Souto, Casa, manhã de 5 de Janeiro de 2010
Demora-se muito ano a ser moço outra vez.
Muito ano gasto em livralhada que faz mal à vida.
Muito ano gasto em livralhada que faz mal à vida.
Tanto livro e uma só vida, só.
Ainda assim, muita vida.
Também vai um bocado da pessoa.
Não anda tudo ao mesmo, acho.
A pessoa é uma pedra muito rara.
O mais são pessoas apenas semipreciosas.
Um homem de chapéu-fato-sombrio na luz do cais.
Uma mulher envolta de sedas num salão-de-chá, uma quarta-feira.
Uma igreja aberta uma vez só por ano e de noite só.
Um só olhar alberga dois bandos de pássaros em situações distintas.
A criança ainda aqui dentro, morta por chegar a velha.
Ir ao Algarve com o marido, ingressar na horda semipreciosamente.
Ir à merda com a esposa, regressar por assim dizer feliz, coitado.
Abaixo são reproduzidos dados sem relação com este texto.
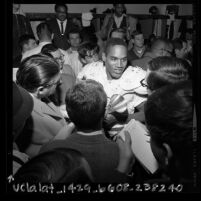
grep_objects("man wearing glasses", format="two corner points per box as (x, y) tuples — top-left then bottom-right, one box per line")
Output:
(131, 38), (170, 71)
(78, 38), (147, 137)
(47, 4), (75, 50)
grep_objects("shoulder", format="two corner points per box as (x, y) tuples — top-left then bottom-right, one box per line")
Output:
(123, 66), (146, 76)
(121, 66), (146, 90)
(78, 61), (105, 78)
(127, 15), (137, 22)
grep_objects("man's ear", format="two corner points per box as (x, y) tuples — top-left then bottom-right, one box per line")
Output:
(36, 86), (45, 98)
(163, 143), (173, 159)
(174, 49), (179, 55)
(102, 52), (106, 62)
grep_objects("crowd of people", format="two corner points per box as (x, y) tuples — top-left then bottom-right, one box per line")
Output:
(13, 4), (195, 190)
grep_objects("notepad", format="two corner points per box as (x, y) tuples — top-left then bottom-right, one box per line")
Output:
(118, 119), (158, 174)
Muita gente, pouca pessoa.
Pouco oiro, muito zinco.
Demora-se muita hora a ouvir asneiras.
A tremenda humanidade vulgaríssima dos telejornais.
A mentira multitudinária da civilização.
As secretarias, as menopausas, as barras de chocolate com cereais, os gases do chefe.
Tufos de margaridas num varandim de velha solteira, ainda assim.
O perfil gráfico do gato, a tudo superior, lindo de viver, dono das ruas.
A câmara-ardente de pensar com os olhos tudo o que mexe e não mexe.
Horas concretas como paus.
Raras porém as que rondam a românica S. Marcos para um coral na noite.
As pessoas não estão fora dos grandes centros comerciais iguais banais.
Duas gotas de perfume exsudadas pela artificial gardénia francesa.
No Hospital Garcia da Orta, urgências atrasadas catorze horas, as pessoas
que se fodam, também quem as mandou não saber Espinosa nem nada.